Il ruolo dell’It nei procesi innovativi
Ed anche in questo caso una risposta autorevole proviene dall’Istat che, in una sua recente indagine, ha analizzato la dinamica e la destinazione degli investimenti effettuati dalle imprese italiane nel periodo 1970-2005 (Investimenti fissi lordi, stock di capitale e ammortamenti – Anni 1970-2005) da cui emerge che sul totale degli investimenti effettuati, la quota relativa ai sistemi hardware (“macchine per ufficio”) passa dal 2% del 2003 all’1,7% del 2005, e quella del software dal 3,8% del 2003 al 3,6% del 2005.
La conferma che proviene da questi dati è che la tecnologia IT è una voce ancora scarsamente rilevante negli investimenti innovativi delle imprese italiane (vedi figura).

Ma vi sono due altri aspetti rilevanti che queste indagini ci segnalano. Il primo è che, nonostante la complessità dei fenomeni innovativi richieda in misura sempre maggiore la cooperazione con altri soggetti innovatori sia privati (altri imprese, consulenti, clienti) che pubblici (Centri di Ricerca, Università), le imprese ne fanno uno scarso ricorso e sono trascurabili gli accordi con Enti Esteri, mentre i principali soggetti coinvolti sono i fornitori. Il secondo aspetto rilevante è legato ai maggiori fattori che ostacolano l’innovazione che le imprese hanno segnalato, tra i quali oltre ai costi e alla mancanza di risorse finanziarie e fonti di finanziamento, viene indicata la mancanza di personale qualificato.

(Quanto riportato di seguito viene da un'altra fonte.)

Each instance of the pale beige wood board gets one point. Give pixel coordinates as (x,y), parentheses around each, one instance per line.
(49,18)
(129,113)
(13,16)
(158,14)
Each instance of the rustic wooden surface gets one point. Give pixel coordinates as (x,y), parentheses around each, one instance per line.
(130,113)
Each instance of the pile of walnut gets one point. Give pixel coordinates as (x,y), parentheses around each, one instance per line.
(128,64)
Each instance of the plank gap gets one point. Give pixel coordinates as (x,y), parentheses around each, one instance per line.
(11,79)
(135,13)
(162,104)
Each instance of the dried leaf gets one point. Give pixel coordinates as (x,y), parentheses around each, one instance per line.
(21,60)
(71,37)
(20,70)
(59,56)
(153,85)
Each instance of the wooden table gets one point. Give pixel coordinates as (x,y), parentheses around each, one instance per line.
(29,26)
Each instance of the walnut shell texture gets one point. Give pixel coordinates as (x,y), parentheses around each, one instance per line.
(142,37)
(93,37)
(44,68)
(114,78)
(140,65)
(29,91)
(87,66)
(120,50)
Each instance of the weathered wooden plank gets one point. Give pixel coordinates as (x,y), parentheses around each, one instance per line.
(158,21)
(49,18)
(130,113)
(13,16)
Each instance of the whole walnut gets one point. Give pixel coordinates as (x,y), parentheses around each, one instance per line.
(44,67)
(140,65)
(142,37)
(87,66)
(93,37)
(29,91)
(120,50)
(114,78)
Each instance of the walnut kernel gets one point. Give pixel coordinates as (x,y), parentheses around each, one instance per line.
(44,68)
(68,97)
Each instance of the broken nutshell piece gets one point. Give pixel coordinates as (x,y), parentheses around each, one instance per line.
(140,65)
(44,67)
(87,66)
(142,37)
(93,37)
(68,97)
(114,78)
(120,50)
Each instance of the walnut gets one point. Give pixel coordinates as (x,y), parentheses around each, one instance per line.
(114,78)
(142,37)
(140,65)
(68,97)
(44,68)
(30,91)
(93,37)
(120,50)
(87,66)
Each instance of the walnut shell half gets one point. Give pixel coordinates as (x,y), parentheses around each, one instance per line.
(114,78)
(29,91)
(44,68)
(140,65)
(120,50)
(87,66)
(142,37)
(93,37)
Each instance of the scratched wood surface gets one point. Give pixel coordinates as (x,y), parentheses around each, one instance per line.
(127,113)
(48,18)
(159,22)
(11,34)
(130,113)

Dunque, l’approccio adottato dalle imprese nei processi innovatori è di tipo monodico e non vengono sfruttati i vantaggi e le economie derivanti da interazioni sistemiche con altri soggetti innovatori, ma il Sistema Paese nel suo complesso non sembra essere in grado di fornire input supportati all’innovazione.
Questa assenza di un ecosistema per l’innovazione è la causa principale del posizionamento nei livelli inferiori della scala dei Paesi più innovatori pubblicata nel Global Innovation Scoreboard Report (2006) dell’Unione Europea, dove l’Italia figura al 27° posto.
È possibile introdurre dei correttivi a questa situazione attraverso politiche pubbliche di indirizzo e sostegno all’innovazione? La risposta è affermativa a condizione che si adottino misure che impongano una svolta strutturale alle politiche sin qui seguite.
Le misure essenziali sono almeno quattro:
– una politica organica per il finanziamento pubblico alla ricerca che metta in relazione la ricerca di base al suo utilizzo industriale a partire dalla ricognizione delle tecnologie nelle quali il Paese possa esprimere un vantaggio competitivo;
– politiche di sostegno all’innovazione a livello locale valorizzando le competenze e le specializzazioni dei distretti, prendendo come riferimento il Programma per lo Sviluppo dei Poli di Competitività messo in atto dal Governo francese;
– una relazione più stretta tra università e imprese che consenta alle prime di rendere più funzionale il sistema formativo alla creazione delle competenze di cui il Paese necessita e alle seconde di accedere a esse a costi più contenuti;
-un sistema di soggetti privati (Banche, società di Venture Capital, Fondi di Private Equità) che siano specializzati e sappiano condividere il rischio con le imprese stesse.
È evidente che l’insieme di queste misure presuppongano da un lato l’attivazione di una cabina di regia a livello governativo dotato di poteri e risorse e, dall’altro, imprese che abbiano coraggio e voglia di innovare per essere più efficienti e competitive.Sono queste le speranze e gli auspici per il 2007.